Walter Bodmer fu pittore, scultore, disegnatore e docente svizzero, tra le figure rilevanti dell’astrazione basilese del Novecento. Il suo rapporto documentato con il vetro di Murano si concentra nel progetto del Gatto asimmetrico, realizzato nel 1955 dal Centro Studio Pittori Arte Vetro. Bodmer intervenne come artista autore del disegno e delle indicazioni formali; la lavorazione della materia fu affidata alle competenze tecniche del laboratorio muranese.[1]

Dal 1919 al 1923 frequentò il corso di pittura dell’Allgemeine Gewerbeschule di Basilea, la scuola cittadina di arti applicate. Nell’inverno 1927-1928 soggiornò a Parigi e a Collioure con Otto Abt e Walter Kurt Wiemken. Il confronto con la pittura francese accompagnò i primi tentativi di superare la rappresentazione naturalistica, ancora legata alla formazione postimpressionista. Negli anni successivi viaggiò in Spagna e in Italia; le fonti consultate documentano spostamenti e soggiorni, senza confermare un trasferimento pluriennale in territorio spagnolo. Nel 1932 Hein Heckroth lo introdusse alla monotipia, tecnica che Bodmer utilizzò durante il passaggio verso una costruzione più libera e astratta dell’immagine.[2]
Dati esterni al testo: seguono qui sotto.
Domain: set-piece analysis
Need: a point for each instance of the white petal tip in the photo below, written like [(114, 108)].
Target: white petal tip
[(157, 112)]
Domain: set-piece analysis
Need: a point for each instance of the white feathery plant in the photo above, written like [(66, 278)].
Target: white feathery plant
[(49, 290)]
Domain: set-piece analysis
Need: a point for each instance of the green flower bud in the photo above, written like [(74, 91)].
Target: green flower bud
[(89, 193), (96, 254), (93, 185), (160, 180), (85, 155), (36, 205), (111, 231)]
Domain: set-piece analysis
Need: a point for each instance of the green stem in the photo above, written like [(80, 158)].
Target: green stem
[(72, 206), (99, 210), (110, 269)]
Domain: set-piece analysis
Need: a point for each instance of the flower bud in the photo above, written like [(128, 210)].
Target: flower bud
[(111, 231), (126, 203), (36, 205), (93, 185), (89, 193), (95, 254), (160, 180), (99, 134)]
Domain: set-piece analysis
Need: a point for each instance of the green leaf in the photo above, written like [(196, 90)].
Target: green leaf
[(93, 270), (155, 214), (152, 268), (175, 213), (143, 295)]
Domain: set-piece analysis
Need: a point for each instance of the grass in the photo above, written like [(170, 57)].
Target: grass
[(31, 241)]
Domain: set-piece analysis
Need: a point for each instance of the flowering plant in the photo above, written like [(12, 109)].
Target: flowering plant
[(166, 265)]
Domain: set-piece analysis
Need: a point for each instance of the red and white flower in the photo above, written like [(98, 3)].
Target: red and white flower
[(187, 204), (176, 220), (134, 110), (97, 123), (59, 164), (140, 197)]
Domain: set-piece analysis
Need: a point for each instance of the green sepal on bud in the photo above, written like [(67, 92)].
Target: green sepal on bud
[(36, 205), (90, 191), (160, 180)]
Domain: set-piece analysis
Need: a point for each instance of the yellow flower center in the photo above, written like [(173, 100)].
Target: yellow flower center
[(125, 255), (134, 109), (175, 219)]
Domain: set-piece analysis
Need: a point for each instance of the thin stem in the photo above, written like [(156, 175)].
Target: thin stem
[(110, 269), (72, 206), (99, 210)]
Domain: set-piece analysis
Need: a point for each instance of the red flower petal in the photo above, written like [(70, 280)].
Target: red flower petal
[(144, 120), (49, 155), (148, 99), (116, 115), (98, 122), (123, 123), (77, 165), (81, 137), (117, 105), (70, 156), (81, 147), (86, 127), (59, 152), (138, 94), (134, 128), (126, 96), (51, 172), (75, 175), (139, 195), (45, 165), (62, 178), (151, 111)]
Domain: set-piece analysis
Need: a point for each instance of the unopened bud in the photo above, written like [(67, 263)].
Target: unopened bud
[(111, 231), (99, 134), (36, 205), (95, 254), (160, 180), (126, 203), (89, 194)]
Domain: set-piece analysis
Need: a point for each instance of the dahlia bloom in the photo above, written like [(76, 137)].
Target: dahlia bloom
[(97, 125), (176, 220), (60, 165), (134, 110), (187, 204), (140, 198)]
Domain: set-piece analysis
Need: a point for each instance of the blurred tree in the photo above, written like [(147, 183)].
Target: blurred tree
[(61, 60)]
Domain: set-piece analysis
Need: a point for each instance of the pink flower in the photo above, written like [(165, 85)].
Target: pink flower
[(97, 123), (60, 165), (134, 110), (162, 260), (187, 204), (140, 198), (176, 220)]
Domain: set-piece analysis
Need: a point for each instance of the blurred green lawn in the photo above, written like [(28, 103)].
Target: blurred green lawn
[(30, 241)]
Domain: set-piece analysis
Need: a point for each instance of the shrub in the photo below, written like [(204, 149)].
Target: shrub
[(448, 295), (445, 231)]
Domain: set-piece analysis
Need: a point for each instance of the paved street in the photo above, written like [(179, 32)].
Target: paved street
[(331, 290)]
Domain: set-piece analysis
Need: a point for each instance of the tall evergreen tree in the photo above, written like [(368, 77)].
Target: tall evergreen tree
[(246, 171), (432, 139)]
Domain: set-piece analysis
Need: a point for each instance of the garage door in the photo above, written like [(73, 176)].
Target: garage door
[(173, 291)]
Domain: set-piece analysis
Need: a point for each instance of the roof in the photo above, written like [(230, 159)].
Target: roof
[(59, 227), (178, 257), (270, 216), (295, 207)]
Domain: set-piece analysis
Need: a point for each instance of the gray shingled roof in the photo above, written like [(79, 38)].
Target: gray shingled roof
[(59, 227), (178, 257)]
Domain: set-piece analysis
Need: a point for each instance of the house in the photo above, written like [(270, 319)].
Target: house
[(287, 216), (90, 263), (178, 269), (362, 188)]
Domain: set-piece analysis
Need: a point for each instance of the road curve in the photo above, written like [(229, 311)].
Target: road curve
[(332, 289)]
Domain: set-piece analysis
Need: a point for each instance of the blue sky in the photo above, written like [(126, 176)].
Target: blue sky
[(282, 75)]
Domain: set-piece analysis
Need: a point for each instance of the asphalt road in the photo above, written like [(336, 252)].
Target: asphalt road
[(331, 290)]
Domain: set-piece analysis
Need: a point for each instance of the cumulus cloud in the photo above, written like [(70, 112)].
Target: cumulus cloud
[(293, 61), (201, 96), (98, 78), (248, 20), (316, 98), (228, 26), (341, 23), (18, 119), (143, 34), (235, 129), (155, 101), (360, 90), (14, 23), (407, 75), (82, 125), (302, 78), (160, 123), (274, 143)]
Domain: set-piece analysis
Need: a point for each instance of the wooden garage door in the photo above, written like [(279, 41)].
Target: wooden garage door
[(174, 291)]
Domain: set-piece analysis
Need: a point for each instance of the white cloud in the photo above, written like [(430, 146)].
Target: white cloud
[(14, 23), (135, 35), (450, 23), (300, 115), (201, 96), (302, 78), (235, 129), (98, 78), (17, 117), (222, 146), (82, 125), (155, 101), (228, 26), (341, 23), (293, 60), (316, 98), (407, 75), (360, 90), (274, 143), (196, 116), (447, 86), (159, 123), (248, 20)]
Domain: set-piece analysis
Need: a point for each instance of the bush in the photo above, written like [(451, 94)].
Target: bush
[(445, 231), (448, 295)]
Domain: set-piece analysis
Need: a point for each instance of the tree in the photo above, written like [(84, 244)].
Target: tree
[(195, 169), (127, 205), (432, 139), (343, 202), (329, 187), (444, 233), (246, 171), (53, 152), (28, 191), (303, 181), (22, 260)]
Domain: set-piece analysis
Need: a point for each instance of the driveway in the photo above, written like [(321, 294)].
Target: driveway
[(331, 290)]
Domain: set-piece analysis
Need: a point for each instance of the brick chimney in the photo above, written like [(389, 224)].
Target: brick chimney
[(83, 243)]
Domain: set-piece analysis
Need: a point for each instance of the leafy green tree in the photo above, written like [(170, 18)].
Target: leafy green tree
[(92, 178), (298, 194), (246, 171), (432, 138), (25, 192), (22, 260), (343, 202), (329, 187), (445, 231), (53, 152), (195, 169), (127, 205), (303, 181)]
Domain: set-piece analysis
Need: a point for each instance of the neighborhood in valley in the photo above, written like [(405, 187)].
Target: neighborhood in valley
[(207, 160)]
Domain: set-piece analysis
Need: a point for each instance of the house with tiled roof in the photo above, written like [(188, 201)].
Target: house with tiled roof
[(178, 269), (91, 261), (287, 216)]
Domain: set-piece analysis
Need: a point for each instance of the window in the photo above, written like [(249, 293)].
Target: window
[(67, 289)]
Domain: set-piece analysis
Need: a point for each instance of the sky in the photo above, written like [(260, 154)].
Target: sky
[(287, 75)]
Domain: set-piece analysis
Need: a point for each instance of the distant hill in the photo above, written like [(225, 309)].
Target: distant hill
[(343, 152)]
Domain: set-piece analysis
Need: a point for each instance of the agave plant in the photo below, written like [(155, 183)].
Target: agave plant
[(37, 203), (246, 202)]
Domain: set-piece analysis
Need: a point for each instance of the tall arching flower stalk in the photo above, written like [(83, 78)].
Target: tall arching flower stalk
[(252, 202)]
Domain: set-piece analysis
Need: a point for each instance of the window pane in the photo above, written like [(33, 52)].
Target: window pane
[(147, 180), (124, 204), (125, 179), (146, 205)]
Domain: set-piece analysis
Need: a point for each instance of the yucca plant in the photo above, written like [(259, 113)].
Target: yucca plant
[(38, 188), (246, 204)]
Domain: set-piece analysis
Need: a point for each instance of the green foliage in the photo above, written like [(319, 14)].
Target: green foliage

Nel 1933 partecipò alla fondazione della Gruppe 33, nata a Basilea in reazione agli orientamenti conservatori della locale sezione della Società svizzera dei pittori, scultori e architetti. L’associazione riuniva artisti di formazione diversa e assunse una posizione dichiaratamente antifascista. Bodmer vi rimase fino al 1958. Nel 1937 entrò nel comitato direttivo di Allianz, organizzazione svizzera che raccoglieva artisti astratti, concretisti e surrealisti. Il suo rapporto con Allianz maturò quindi all’interno dell’avanguardia elvetica e risulta indipendente dai precedenti viaggi in Spagna.[3]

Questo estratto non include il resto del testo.